How to Troubleshoot Cluster Service Startup Issues in Windows Server 2003

Applies to: Microsoft Windows Server 2003 Datacenter Edition (32-bit x86)Microsoft Windows Server 2003 R2 Enterprise Edition (32-Bit x86)Microsoft Windows Server 2003 R2 Enterprise x64 Edition


This article describes basic troubleshooting steps you can use to diagnose Cluster service startup issues with Windows Server 2003. Although this is not a comprehensive list of all the issues that can cause the Cluster service not to start, it does address a majority Windows Server 2003 startup issues.
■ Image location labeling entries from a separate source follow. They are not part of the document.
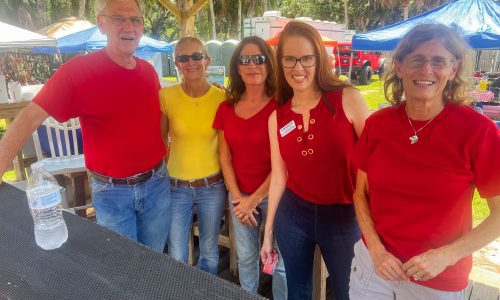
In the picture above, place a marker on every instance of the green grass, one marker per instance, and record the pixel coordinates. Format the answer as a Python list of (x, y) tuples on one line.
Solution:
[(373, 93)]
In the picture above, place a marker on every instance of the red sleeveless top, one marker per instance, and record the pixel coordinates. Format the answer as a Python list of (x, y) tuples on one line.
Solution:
[(319, 165)]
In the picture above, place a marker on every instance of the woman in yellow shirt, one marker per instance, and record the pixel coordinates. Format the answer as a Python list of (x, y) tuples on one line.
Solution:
[(195, 174)]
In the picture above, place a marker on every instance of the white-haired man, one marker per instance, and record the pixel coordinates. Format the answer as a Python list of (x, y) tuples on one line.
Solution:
[(115, 95)]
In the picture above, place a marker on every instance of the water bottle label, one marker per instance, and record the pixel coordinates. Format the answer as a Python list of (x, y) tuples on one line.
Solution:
[(47, 200)]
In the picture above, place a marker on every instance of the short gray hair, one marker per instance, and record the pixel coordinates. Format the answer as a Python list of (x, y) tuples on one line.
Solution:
[(100, 5)]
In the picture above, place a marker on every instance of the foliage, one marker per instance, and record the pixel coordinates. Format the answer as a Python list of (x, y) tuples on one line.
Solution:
[(36, 14), (159, 23), (25, 68)]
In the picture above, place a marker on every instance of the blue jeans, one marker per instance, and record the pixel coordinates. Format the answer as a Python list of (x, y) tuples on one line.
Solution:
[(248, 249), (210, 203), (139, 212), (299, 226)]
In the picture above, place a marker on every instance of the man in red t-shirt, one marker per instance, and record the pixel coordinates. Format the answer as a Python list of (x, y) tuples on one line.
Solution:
[(115, 95)]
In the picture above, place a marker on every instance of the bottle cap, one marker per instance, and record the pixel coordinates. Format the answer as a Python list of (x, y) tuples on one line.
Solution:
[(36, 165)]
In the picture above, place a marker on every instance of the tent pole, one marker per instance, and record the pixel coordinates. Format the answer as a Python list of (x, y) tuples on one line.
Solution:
[(350, 68), (494, 66)]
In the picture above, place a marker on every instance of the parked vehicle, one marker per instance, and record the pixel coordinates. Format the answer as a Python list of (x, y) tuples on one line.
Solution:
[(364, 63)]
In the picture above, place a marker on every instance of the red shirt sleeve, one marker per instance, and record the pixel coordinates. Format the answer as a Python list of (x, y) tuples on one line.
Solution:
[(58, 95), (362, 149), (486, 163), (220, 115)]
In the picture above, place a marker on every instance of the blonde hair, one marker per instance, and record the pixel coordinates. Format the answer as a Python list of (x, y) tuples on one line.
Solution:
[(451, 40)]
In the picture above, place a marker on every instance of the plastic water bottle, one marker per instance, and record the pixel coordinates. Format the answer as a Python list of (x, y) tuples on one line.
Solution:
[(44, 199)]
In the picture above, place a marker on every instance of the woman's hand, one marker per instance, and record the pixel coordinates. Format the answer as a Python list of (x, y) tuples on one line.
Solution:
[(244, 208), (427, 265), (266, 252), (387, 265)]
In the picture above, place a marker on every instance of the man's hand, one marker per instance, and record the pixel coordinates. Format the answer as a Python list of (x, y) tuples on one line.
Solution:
[(387, 265), (427, 265)]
The contents of this article do NOT apply to Windows Server 2008 or later.

More Information

When the Cluster service initially starts, it attempts to join an existing cluster. For this to occur, the Cluster service must be able to contact an existing cluster node. If the join procedure does not succeed, the cluster continues to the form stage; the main requirement of this stage is the ability to mount the quorum device.

These are the steps in the startup process in order:
  • Authenticate the Service account.
  • Load the local copy of the cluster database.
  • Use information in the local database to try to contact other nodes to begin the join procedure. If a node is contacted and authentication is successful, the join procedure is successful.
  • If no other node is available, the Cluster service uses the information in the local database to mount the quorum device and updates the local copy of the database by loading the latest checkpoint file and replaying the quorum log.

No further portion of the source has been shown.